RFR: JDK-8277095 : Empty streams create too many objects [v2]

Thu Jul 21 02:12:14 UTC 2022

On Tue, 16 Nov 2021 20:53:26 GMT, kabutz <duke at openjdk.org> wrote:

>> This is a draft proposal for how we could improve stream performance for the case where the streams are empty. Empty collections are common-place. If we iterate over them with an Iterator, we would have to create one small Iterator object (which could often be eliminated) and if it is empty we are done. However, with Streams we first have to build up the entire pipeline, until we realize that there is no work to do. With this example, we change Collection#stream() to first check if the collection is empty, and if it is, we simply return an EmptyStream. We also have EmptyIntStream, EmptyLongStream and EmptyDoubleStream. We have taken great care for these to have the same characteristics and behaviour as the streams returned by Stream.empty(), IntStream.empty(), etc. 
>> 
>> Some of the JDK tests fail with this, due to ClassCastExceptions (our EmptyStream is not an AbstractPipeline) and AssertionError, since we can call some methods repeatedly on the stream without it failing. On the plus side, creating a complex stream on an empty stream gives us upwards of 50x increase in performance due to a much smaller object allocation rate. This PR includes the code for the change, unit tests and also a JMH benchmark to demonstrate the improvement.
>
> kabutz has updated the pull request incrementally with one additional commit since the last revision:
> 
>   Refactored empty stream implementations to reduce duplicate code and improved unordered()
>   Added StreamSupport.empty for primitive spliterators and use that in Arrays.stream()

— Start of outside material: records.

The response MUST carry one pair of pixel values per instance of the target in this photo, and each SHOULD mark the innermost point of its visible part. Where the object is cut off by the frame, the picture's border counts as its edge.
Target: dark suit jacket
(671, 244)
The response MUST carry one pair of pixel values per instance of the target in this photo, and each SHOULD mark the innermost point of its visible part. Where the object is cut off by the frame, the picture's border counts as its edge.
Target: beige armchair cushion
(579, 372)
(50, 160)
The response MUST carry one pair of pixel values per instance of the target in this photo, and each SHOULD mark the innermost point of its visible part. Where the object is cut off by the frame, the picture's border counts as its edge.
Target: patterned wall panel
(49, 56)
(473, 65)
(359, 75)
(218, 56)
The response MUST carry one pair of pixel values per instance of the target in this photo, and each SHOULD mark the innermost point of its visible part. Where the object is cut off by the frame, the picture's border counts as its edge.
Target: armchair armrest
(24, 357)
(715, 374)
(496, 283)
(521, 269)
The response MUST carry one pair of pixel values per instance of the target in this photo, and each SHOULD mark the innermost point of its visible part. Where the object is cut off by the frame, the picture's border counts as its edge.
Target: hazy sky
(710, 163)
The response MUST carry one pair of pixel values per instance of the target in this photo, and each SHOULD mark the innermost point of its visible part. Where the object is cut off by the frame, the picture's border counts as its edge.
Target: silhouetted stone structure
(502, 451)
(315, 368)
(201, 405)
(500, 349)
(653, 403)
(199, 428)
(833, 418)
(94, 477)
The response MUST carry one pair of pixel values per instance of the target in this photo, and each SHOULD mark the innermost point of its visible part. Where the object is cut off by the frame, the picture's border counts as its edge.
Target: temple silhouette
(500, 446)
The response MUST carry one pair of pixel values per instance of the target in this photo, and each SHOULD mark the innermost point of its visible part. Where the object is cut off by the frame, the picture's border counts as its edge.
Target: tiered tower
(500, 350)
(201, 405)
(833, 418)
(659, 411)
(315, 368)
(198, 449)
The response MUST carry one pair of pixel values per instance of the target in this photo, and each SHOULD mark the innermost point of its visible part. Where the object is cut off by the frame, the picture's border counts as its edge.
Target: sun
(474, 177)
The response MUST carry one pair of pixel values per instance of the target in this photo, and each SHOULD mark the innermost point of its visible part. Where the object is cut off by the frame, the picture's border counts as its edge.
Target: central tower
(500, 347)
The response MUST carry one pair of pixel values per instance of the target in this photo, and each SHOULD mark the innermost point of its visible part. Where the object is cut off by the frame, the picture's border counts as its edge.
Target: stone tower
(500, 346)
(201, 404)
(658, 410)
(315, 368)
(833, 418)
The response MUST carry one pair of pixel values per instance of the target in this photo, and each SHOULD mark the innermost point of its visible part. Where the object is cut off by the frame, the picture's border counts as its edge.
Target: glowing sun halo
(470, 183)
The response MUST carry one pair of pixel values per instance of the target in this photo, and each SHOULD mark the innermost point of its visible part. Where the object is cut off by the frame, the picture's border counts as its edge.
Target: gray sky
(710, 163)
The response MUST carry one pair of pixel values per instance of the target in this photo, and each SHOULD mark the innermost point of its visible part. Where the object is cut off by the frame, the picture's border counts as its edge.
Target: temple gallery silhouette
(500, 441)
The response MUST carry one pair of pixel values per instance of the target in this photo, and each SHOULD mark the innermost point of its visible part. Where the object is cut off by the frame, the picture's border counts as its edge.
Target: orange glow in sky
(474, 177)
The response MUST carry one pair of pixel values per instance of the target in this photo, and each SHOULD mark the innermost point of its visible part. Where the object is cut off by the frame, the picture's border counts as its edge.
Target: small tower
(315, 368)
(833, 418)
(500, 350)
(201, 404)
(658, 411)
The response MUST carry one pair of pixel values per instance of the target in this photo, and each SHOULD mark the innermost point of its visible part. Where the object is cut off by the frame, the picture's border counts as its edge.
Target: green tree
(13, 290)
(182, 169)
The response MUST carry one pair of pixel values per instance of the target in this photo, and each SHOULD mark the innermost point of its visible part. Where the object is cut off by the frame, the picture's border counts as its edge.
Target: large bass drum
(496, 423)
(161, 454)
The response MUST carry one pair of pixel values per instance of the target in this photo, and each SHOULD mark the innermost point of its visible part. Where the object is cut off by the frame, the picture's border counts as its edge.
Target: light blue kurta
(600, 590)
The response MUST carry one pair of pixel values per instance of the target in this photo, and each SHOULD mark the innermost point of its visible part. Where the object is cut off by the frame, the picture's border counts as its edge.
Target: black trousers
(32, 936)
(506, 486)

I agree it’s the “kind of” optimization that would be nice.  “Kind of”.  Personally I would be happier to see complexity like this added that would help a larger class of common streams.

It’s a harder problem, and I know this is case of “the best is the enemy of the good”, but I think a stream which has less content bulk than pipeline phases (according to some heuristic weighting) might possibly be handled better by dumping the elements into an Object array and running each phase in sequence over that array, rather than composing a “net result of all phases” object and then running it over the few elements.  Stream object creation can be reduced, perhaps, by building the stream around a small internal buffer that collects pipeline phases (and their lambdas), by side effect.  The terminal operation runs this Rube-Goldberg contraption in an interpretive manner over the elements.  An advantage would arise if the contraption were smaller and simpler than a fully-composed stream of today, and the optimizations lost by having an interpreter instead of a specialized object ness were insignificant due to the small bulk of the stream source.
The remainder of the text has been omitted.